I second the recommendation for Redfish - we eat there every year when we are in Hilton Head.  They also have great shrimp and grits.  And it's fun to select your bottle of wine for your meal from their in house wine shop.

Also, for lunch or breakfast - Signe's Heaven Bound Cafe & Bakery on Arrow Rd.  They have sandwiches, quiche, salads, etc. and yummy baked goods.  They will also pack a lunch for you - maybe something for the beach!


----------



## pacheco18 (Jul 28, 2007)

Charleston lunch

Magnolia's -- just divine

One meal in Charleston is not enough.  It is a dining dream.


----------



## breezylawn (Jul 29, 2007)

We just loved BoneFish.  Great food, great ambience, great prices!  It's a win-win!:whoopie: Bill


----------



## pcgirl54 (Jul 29, 2007)

FYI-Carrabas (yummy garlic mussels and lots of them )and Bonefish Grill on HH open at 4pm. They are not open for lunch as we sadly found out. Bonefish is on my list for this year. Each year we try 3-4 new places on HHI. There are so many options. 

Check Sally's list and this site for what's new. Scroll down for the links to other HH things. There is a first timers link.
http://www.hhisleinfo.com/what's_new.htm

I have yet to try Mellow Mushroom,Crane's,Marley's,Old Fort Pub and Jazz Cafe and so many others. 
http://www.mellowmushroom.com

Liked Frankie Bones and they serve lunch. Large menu and leather booths. http://www.frankiebonesrestaurant.com

Black Marlin Grill has a waterway view and outdoor dining near the bridge on Palmetto Bay Marina. We ate there last year when it was called Hemmingways but they had to change the name due to the writer of the same name. http://www.hemingwaysbaysidegrill.com/

There is a popular breakfast lunch place Sunrise Cafe where locals dine but no waterviews.  http://www.hiltonheadisland.com/palmettobay/pbm2.htm

If you want to dine in. Do try "Fresh Market "Gourmet Grocer like Whole Foods.  Wonderful,meats,seafoods and really nice prepared meals and awesome bakery. What a place located in the fresh market plaza on Wm Hilton Pkwy.


----------



## Ann-Marie (Jul 29, 2007)

Right over the HHI bridge in Bluffton, we ate at the Upper Crust Restaurant in the Moss Creek Shopping Center.  I purchased a restaurant.com coupon for lunch.  It was very good.  I think there is also one on HHI.


----------



## w.bob (Jul 30, 2007)

Wow. Checked in this morning and found all of the above recommendations. Thanks to everyone. I enjoy reading them and also checking links to look at menus. 

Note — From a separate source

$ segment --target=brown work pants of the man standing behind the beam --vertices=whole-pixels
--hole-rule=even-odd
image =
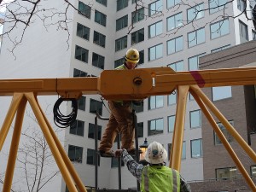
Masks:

Keep them coming. I'm sure there are a lot of other travelers to the area who are taking advantage of the info. Thanks again


----------



## jme (Jul 30, 2007)

w.bob said:


> Wow. Checked in this morning and found all of the above recommendations. Thanks to everyone. I enjoy reading them and also checking links to look at menus.
> 
> Keep them coming. I'm sure there are a lot of other travelers to the area who are taking advantage of the info. Thanks again



Get the Restaurant Guide, which has a lot of the menus inside, at the front desk in the magazine rack....or anywhere you see a magazine rack....it'll give most of the good places, plus the maps on where to find them on the island. The locations are pegged , so it's easy to see what's nearby.. ******It's also good to have that laying around the condo so you can pick it up, thumb thru it, and visually decide on dinner...rather than having to get out the laptop.

BUT remember, some of the really GREAT places do not advertise, so please trust the recommendations above (especially MINE) and you'll be glad you did. (Don't miss Frankie Bones...it's our favorite "newly discovered " place...I CANNOT BELIEVE we had not gone there...oh, the shame!!!!) Enjoy! Marty (jme)


----------



## w.bob (Aug 13, 2007)

Thanks again to anyone who responded with info. It helps to hear form the source. I might have to stay for a couple of weeks in order to try all of the places reviewed here.


----------



## Janette (Aug 13, 2007)

Also on Queen Street in Charleston is 82 Queens which is WONDERFUL for lunch. You can't go wrong on Queen Street. Everyone has touched on most of our favorites on the island. This makes me want to rush out to dinner but I must play mah jong tonight. What a life!!


----------